Actress Betty White, known as the "First Lady of Television," has had an illustrious career spanning over 80 years. She is best remembered for her iconic roles as Sue Ann Nivens on "The Mary Tyler Moore Show" and Rose Nylund on "The Golden Girls." In a documentary about her life titled "Betty White: First Lady of Television," viewers get a glimpse into her remarkable journey.
One memorable scene from the documentary showcases Betty White's deep passion for animals. She is seen affectionately interacting with a real grizzly bear at the Los Angeles Zoo. Despite the bear's imposing size, Betty fearlessly approaches him and kisses him on the forehead. The bear seems unfazed by her presence and even accepts food from her hand, forming a bond with the legendary actress.
This heartwarming moment highlights Betty White's lifelong love for animals. Growing up in the Los Angeles area, she developed a fondness for the outdoors and wildlife during family vacations in the Sierra Nevada. Although she initially aspired to become a forest ranger, the profession was limited to males at the time. Nevertheless, her deep connection with animals remained a constant throughout her life.
At the age of 99, Betty White attributes her longevity to her optimistic outlook and sense of humor. When asked about turning 99, she humorously quips that it feels just like any other year. She advises not taking oneself too seriously and maintaining a positive attitude. This philosophy has undoubtedly contributed to her vibrant spirit and enduring career.

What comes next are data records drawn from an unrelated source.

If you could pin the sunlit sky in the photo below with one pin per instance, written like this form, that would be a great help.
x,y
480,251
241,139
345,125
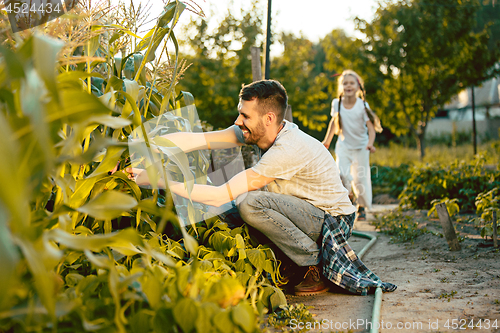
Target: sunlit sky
x,y
313,18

Aside from her acting accomplishments, Betty White is also known for her advocacy of animal welfare. She has been actively involved with various animal welfare organizations, including the African Wildlife Foundation, Actors and Others for Animals, the Los Angeles Zoo Commission, and the Morris Animal Foundation. Her commitment to helping animals stems from her genuine passion, as she once expressed, "My passion for animals is the reason I work, the reason I do everything."
Betty White's love for animals extends beyond her activism. She has written two books, "Betty White's Pet-Love: How Pets Take Care of Us" and "Betty & Friends: My Life at the Zoo," which delve into her deep affection for animal companionship. Her close friend and co-author, Tom Sullivan, attests to her remarkable bond with animals, stating that she possesses a stronger connection with them compared to people.
Furthermore, Betty White's philanthropy extends to support the Los Angeles Zoo and Botanical Gardens, where she has made significant financial contributions. She also serves as the president emerita of the Morris Animal Foundation, an organization dedicated to advancing veterinary medicine through scientific research at approved universities.
In conclusion, Betty White's iconic career, endearing personality, and passionate advocacy for animal welfare have solidified her status as a beloved figure in the entertainment industry. The touching scene of her befriending a giant grizzly bear in the documentary serves as a testament to her genuine love for animals and showcases her fearlessness and compassion.